ホテルに入室すると、すぐさま講習に入った。
「最初にお客様と対面したら、まずご挨拶からね」
「こんちわー! とかいいんですかね?」
「だめだよ(笑)。“ご指名ありがとうございます。エリです”くらいは言おうね」
「はぁい…すいません…」
エリは目に見えてしょんぼりした。
彼女のキャラクターならフランクな感じでもウケるだろうが、最初の挨拶だけはきちんとしておかなければ、お客様によっては不快感を感じてしまう。

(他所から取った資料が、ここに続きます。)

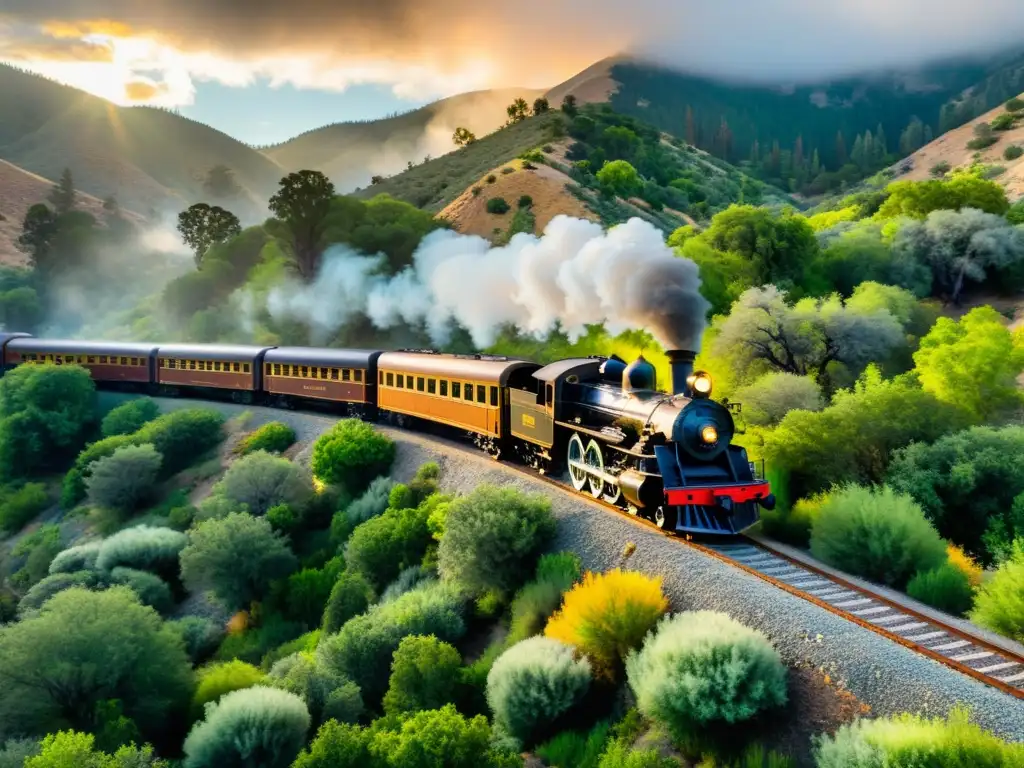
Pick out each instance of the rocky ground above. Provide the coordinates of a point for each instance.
(840, 669)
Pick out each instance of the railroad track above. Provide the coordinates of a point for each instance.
(972, 655)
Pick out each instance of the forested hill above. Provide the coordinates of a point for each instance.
(815, 138)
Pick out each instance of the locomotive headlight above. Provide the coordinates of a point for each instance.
(699, 384)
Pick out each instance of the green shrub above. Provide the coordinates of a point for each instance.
(492, 537)
(424, 675)
(81, 557)
(143, 548)
(498, 206)
(351, 455)
(152, 590)
(382, 547)
(699, 668)
(363, 649)
(256, 726)
(124, 480)
(202, 636)
(129, 417)
(274, 437)
(532, 683)
(879, 535)
(182, 436)
(238, 557)
(219, 678)
(999, 602)
(911, 740)
(945, 588)
(19, 507)
(49, 586)
(350, 595)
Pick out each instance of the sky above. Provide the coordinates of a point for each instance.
(264, 70)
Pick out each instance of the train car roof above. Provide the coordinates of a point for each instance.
(324, 356)
(211, 351)
(585, 368)
(495, 370)
(76, 346)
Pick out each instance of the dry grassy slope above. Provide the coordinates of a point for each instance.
(145, 157)
(351, 153)
(547, 186)
(19, 189)
(951, 147)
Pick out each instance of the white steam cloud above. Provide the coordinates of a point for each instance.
(574, 274)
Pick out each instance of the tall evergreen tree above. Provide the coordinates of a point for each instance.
(62, 194)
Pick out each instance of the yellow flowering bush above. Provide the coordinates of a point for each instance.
(607, 615)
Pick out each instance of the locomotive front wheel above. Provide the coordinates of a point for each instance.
(574, 455)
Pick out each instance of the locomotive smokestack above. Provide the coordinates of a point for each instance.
(682, 366)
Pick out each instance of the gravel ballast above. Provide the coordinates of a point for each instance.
(889, 678)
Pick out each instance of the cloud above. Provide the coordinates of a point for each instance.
(438, 47)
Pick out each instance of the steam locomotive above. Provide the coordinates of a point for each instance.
(667, 457)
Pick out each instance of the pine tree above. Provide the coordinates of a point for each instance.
(62, 195)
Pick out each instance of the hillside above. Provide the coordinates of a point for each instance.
(147, 158)
(19, 189)
(351, 153)
(951, 150)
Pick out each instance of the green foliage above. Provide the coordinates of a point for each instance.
(220, 678)
(129, 417)
(84, 647)
(151, 589)
(201, 635)
(20, 506)
(382, 547)
(182, 436)
(973, 363)
(261, 480)
(700, 668)
(492, 536)
(424, 675)
(946, 588)
(965, 482)
(255, 726)
(877, 534)
(350, 596)
(999, 603)
(498, 206)
(853, 439)
(918, 199)
(361, 650)
(237, 557)
(532, 683)
(912, 740)
(143, 548)
(274, 437)
(125, 479)
(46, 413)
(351, 455)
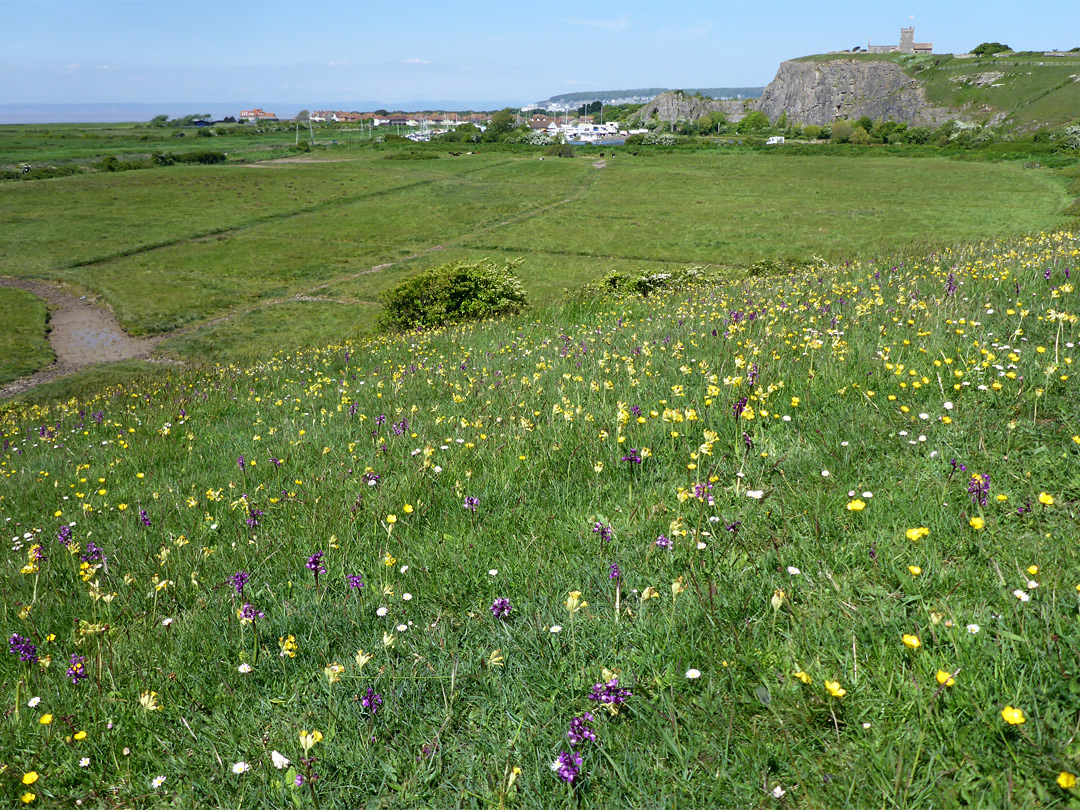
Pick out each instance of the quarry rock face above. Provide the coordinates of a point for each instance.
(674, 106)
(822, 92)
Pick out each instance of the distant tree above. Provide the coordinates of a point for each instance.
(987, 49)
(712, 124)
(918, 135)
(859, 135)
(501, 122)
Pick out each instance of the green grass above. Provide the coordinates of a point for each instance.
(1033, 90)
(24, 347)
(872, 379)
(260, 333)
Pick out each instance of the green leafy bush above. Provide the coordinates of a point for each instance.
(841, 132)
(460, 291)
(204, 158)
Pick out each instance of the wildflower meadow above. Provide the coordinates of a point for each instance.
(796, 540)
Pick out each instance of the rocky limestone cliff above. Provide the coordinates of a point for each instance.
(673, 106)
(821, 92)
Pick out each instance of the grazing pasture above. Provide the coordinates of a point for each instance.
(795, 540)
(23, 345)
(184, 246)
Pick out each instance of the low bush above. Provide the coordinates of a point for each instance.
(460, 291)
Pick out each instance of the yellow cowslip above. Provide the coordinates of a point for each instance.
(835, 689)
(1013, 716)
(575, 603)
(308, 739)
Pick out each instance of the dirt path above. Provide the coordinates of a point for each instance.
(81, 334)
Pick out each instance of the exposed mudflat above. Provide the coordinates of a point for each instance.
(81, 334)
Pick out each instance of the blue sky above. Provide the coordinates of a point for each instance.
(331, 53)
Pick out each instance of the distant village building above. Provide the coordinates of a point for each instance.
(257, 115)
(907, 44)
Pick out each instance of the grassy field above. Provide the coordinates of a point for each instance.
(1033, 90)
(82, 144)
(23, 345)
(186, 245)
(792, 541)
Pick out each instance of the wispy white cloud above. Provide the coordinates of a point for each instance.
(691, 31)
(615, 26)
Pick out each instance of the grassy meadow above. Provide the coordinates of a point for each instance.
(805, 540)
(185, 246)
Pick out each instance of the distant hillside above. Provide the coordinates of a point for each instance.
(1023, 90)
(644, 94)
(678, 106)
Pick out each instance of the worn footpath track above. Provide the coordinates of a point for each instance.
(83, 333)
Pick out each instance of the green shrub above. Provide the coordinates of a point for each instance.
(860, 136)
(459, 291)
(842, 132)
(204, 158)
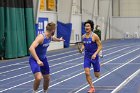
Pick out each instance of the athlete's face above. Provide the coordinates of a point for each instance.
(87, 28)
(53, 32)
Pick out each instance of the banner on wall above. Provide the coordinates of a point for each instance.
(42, 5)
(41, 26)
(50, 4)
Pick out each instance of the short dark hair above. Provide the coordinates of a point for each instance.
(50, 26)
(91, 24)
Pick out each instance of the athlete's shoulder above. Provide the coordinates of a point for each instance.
(84, 35)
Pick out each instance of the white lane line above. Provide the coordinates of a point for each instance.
(57, 64)
(28, 66)
(97, 79)
(126, 81)
(62, 53)
(108, 73)
(47, 57)
(61, 81)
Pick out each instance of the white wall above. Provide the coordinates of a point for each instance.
(105, 11)
(76, 28)
(87, 10)
(64, 10)
(121, 25)
(130, 8)
(116, 8)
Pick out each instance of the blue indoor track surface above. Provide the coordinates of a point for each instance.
(121, 60)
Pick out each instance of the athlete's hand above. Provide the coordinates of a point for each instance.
(61, 39)
(93, 56)
(40, 63)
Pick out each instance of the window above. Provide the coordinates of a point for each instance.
(48, 5)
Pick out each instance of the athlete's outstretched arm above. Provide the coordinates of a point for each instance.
(57, 39)
(83, 47)
(39, 39)
(99, 44)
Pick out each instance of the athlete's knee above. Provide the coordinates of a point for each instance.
(47, 78)
(87, 73)
(38, 78)
(97, 74)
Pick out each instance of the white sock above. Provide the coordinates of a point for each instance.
(45, 91)
(35, 91)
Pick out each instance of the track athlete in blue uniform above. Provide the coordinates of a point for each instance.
(92, 46)
(38, 60)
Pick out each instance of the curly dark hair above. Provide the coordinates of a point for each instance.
(91, 24)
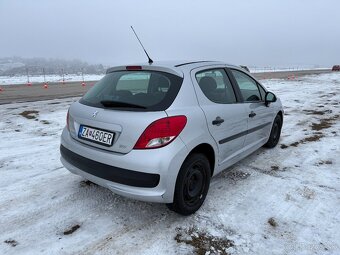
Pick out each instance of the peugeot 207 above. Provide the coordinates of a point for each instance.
(158, 132)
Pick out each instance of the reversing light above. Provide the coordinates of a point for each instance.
(161, 132)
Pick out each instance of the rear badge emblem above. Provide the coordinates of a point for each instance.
(94, 114)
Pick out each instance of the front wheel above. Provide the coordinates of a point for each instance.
(275, 132)
(192, 185)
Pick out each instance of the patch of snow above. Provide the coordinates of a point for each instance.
(296, 185)
(11, 80)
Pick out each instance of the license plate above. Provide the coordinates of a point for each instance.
(96, 135)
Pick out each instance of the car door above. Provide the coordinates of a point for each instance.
(260, 116)
(226, 117)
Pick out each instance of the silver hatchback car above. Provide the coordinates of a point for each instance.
(158, 132)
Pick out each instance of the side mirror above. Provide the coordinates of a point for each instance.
(269, 98)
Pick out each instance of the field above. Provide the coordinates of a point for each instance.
(284, 200)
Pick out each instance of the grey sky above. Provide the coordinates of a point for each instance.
(261, 33)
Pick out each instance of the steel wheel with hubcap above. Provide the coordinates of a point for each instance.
(192, 185)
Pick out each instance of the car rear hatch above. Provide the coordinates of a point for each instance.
(116, 111)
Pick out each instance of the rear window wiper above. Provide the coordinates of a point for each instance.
(109, 103)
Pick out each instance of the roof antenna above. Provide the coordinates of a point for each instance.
(150, 60)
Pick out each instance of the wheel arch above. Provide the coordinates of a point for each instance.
(207, 150)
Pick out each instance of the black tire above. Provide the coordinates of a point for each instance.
(275, 132)
(192, 185)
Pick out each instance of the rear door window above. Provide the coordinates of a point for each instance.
(134, 90)
(216, 86)
(248, 87)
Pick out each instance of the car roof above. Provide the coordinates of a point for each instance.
(174, 67)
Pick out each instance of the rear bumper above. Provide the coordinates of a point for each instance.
(110, 173)
(147, 175)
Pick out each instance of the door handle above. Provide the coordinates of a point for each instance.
(218, 121)
(252, 114)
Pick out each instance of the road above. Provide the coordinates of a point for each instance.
(37, 92)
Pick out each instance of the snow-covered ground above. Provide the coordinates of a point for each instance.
(254, 69)
(284, 200)
(11, 80)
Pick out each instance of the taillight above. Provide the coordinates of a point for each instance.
(67, 120)
(161, 132)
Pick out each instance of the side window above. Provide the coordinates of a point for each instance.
(262, 91)
(216, 86)
(248, 87)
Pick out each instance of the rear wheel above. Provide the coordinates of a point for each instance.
(275, 132)
(192, 185)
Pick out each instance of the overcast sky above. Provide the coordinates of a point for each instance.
(254, 33)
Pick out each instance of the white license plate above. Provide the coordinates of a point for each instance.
(96, 135)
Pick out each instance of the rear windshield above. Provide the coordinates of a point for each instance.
(134, 91)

私は心を鬼にして、彼女に基本的な言葉遣いやマナーを指導した。
「それじゃあ、そろそろシャワーを浴びて、実技に入ろうか」
「おお…実技…。頑張ります!」
さすがに出会い系で慣れているのか、恥ずかしがる様子もなくポイポイ服を脱ぎ捨てるエリ。
そして、私よりも早くシャワールームに入り、お湯を出して温度を見始めた。
「エリちゃん、そういう気遣いすごくいいよ」
「えー! 本当ですか、嬉しい♪」
「あとは、服を脱ぎ捨てるんじゃなくて、きちんと畳むとかすれば完璧かな」
「はぁい。気をつけます!」
褒められたことがよほど嬉しかったのか、エリはシャワールームでは終始ご機嫌だった。
…
……
「それじゃあ、全身リップからだね」
「はい!」
シャワーを浴び終えた私たちはベットに横になり、実技講習が始まった。
まずは、基本的な全身リップからだ。
ぴちゃ、ちゅっ、ちゅるる…ちゅぱ…。
肌に吸いつくような、気持ちいいリップサービス。
柔らかな唇とヌルヌルの舌が、カラダをどんどん舐めまわしていく。
出会い系で磨いたテクニックは、相当なものだった。